Mari jujur. Kasus Wahyudin hanyalah puncak gunung es. Di berbagai daerah, bahkan di pusat, publik kerap disuguhi tontonan wakil rakyat yang berperilaku aneh bin nyeleneh. Ada yang asyik berjoget saat rakyat menjerit, ada yang terlibat korupsi berjamaah, ada pula yang gagap memahami tugas legislatif tapi lihai bermain citra. Bukannya menjadi teladan, mereka justru mencederai martabat institusi yang seharusnya menjaga kepentingan rakyat.
Namun, kita juga tidak boleh menutup mata, Memang masih banyak wakil rakyat yang bekerja sungguh-sungguh, menjaga integritas, dan benar-benar memperjuangkan suara rakyat. Mereka yang serius menjalankan fungsi budgeting, controlling, dan legislasi, sering kali justru tenggelam di balik sorotan negatif rekan-rekannya yang lebih sibuk mencari sensasi. Namun, perilaku mereka yang nyeleneh itu jelas dapat merusak citra seluruh lembaga, bahkan membuat publik apriori terhadap parlemen secara keseluruhan.
Fenomena ini memperlihatkan cacat sistemik. Parpol kerap abai dalam melakukan kaderisasi dan seleksi caleg. Representasi rakyat hanya dihitung dari kuantitas kursi, bukan kualitas figur. Asal punya uang, asal bisa meraup suara, asal terpilih, seolah itu sudah cukup. Konsekuensinya, lahirlah wakil rakyat yang tidak memahami substansi kerja-kerja legislatif, bahkan ada yang menjadikannya ladang untuk memperkaya diri. Menjadikannya aji mumpung.

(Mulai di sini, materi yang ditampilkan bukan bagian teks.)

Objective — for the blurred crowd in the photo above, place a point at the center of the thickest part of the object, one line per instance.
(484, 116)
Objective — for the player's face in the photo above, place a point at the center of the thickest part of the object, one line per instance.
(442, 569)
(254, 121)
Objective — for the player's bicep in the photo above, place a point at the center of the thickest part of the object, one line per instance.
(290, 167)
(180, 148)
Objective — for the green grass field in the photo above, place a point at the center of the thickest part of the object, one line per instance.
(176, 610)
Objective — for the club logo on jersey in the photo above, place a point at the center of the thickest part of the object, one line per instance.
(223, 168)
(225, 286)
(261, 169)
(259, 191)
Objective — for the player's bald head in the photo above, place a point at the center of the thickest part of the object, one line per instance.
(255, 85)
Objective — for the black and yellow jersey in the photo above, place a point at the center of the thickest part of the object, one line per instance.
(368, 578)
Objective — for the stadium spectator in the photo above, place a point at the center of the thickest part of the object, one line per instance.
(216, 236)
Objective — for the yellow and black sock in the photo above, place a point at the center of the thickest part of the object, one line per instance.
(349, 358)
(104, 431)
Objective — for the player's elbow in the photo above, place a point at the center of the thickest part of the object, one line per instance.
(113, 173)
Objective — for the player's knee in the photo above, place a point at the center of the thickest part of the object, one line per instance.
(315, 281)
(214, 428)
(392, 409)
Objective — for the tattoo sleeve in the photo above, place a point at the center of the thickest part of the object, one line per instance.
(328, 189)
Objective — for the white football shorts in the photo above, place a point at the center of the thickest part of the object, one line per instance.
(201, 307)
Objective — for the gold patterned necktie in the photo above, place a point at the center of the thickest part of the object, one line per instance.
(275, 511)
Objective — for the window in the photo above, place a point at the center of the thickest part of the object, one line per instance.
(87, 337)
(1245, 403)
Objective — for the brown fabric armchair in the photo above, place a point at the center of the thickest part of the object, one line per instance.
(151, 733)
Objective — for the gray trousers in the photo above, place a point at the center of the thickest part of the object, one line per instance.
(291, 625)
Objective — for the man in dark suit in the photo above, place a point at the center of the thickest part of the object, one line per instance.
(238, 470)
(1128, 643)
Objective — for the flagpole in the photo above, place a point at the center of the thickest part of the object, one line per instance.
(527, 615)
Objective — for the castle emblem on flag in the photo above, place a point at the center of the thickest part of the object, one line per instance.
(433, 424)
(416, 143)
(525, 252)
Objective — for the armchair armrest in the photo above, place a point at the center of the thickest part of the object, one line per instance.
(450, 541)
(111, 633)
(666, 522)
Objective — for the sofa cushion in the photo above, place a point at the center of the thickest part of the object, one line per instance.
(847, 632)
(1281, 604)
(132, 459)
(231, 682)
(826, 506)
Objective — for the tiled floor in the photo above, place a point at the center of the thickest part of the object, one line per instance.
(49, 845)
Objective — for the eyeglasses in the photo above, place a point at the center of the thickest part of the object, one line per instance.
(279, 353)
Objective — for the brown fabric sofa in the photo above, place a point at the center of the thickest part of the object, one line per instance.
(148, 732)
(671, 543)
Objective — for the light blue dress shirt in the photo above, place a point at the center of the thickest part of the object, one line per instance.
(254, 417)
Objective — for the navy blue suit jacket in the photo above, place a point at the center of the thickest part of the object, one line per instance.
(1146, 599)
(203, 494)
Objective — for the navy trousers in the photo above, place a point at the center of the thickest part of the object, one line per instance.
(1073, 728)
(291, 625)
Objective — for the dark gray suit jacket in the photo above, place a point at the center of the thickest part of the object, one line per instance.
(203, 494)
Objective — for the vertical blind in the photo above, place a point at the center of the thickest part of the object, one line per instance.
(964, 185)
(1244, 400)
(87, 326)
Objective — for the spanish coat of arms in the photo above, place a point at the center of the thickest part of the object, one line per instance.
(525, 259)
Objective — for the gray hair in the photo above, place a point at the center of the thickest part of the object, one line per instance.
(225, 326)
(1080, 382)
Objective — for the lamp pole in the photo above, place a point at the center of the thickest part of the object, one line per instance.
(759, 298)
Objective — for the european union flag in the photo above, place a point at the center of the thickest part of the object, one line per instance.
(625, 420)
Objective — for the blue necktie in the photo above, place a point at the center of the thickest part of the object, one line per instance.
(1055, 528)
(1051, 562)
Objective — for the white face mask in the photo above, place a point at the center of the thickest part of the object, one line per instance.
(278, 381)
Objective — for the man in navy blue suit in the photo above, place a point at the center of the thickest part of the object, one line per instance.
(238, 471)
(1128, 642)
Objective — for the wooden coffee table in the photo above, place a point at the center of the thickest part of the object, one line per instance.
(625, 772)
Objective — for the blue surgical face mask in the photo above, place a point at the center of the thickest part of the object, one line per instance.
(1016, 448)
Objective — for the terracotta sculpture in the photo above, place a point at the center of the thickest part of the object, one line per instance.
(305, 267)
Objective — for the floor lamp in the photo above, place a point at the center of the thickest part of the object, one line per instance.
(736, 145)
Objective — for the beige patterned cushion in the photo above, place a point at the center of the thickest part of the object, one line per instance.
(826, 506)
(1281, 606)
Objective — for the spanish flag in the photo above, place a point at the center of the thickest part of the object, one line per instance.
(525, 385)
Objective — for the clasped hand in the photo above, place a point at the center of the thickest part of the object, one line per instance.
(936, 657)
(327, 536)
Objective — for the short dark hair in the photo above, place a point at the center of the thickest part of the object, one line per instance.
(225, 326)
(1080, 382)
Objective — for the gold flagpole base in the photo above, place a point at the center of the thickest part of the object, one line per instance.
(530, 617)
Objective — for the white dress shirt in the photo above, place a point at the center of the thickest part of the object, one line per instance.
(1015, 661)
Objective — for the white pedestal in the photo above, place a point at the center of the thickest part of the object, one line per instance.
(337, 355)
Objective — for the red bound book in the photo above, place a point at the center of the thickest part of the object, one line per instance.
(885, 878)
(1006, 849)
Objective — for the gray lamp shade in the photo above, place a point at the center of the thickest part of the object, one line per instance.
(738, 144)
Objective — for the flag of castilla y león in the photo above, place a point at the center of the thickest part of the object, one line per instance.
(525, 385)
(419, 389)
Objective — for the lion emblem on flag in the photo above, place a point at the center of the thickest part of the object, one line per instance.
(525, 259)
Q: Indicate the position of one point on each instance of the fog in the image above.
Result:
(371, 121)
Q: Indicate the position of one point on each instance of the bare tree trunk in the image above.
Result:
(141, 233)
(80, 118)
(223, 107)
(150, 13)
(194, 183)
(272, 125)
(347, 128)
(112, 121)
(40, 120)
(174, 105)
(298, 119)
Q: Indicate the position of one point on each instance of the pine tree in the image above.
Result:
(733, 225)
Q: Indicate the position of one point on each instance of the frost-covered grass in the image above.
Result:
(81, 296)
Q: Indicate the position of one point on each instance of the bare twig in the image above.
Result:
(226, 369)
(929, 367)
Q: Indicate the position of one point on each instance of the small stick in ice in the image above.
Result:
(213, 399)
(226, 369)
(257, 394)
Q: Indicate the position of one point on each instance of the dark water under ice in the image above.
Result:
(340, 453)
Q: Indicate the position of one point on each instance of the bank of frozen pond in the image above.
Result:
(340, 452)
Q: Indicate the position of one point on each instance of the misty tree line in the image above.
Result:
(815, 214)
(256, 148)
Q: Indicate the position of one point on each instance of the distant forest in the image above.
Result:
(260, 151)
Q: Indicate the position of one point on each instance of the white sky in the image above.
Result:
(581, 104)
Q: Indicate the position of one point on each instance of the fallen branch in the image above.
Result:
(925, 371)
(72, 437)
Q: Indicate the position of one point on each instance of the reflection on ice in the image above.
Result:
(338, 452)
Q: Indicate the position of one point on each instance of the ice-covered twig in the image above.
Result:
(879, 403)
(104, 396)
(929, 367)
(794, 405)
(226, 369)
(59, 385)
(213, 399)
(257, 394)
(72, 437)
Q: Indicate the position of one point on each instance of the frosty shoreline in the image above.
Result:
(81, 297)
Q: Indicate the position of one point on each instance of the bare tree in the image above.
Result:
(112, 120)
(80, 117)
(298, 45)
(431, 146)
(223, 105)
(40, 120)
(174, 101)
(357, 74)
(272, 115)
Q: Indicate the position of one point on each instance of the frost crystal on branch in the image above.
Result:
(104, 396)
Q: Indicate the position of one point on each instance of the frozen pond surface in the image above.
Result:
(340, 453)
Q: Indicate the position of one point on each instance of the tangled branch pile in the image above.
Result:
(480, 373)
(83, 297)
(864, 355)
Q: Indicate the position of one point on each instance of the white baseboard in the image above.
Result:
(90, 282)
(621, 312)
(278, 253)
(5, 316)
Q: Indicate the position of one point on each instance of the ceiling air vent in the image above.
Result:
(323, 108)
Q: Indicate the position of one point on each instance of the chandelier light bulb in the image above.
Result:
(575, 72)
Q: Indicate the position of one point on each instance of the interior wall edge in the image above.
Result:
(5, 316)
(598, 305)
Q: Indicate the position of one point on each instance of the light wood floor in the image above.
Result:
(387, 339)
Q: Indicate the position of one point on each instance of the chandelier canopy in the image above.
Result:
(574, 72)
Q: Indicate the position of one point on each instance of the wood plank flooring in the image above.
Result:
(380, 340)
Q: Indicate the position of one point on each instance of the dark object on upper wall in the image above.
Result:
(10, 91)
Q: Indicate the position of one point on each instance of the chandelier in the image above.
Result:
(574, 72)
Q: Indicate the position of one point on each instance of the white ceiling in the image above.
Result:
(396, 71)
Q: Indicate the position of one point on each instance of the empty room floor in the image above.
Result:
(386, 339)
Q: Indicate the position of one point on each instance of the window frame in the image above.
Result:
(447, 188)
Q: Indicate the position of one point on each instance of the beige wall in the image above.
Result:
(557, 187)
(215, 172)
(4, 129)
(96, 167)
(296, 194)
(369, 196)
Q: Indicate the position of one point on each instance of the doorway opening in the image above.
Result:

Jika dibiarkan, demokrasi kita akan mengalami erosi kepercayaan. Rakyat yang kecewa pada wakilnya perlahan kehilangan keyakinan terhadap institusi demokrasi itu sendiri. Celah ini bisa dimanfaatkan oleh kekuatan otoriter yang menawarkan stabilitas semu sebagai ganti demokrasi. Demokrasi yang runtuh bukan hanya kehilangan kebebasan berpendapat, tapi juga menutup ruang partisipasi rakyat. Kita akan kembali pada masa di mana suara rakyat tak berarti, dan kekuasaan hanya dikuasai segelintir orang.
Karena itu, momentum ini semestinya dijadikan bahan introspeksi mendalam. Bukan hanya bagi partai politik, tetapi juga bagi sistem demokrasi kita. Jika reformasi kepolisian kini menjadi tuntutan publik, maka reformasi lembaga legislatif dan partai politik juga sama mendesaknya. Tanpa itu, demokrasi hanya akan melahirkan wajah-wajah serupa. Wakil rakyat yang lebih sibuk mencari sensasi ketimbang bekerja sungguh-sungguh untuk rakyat.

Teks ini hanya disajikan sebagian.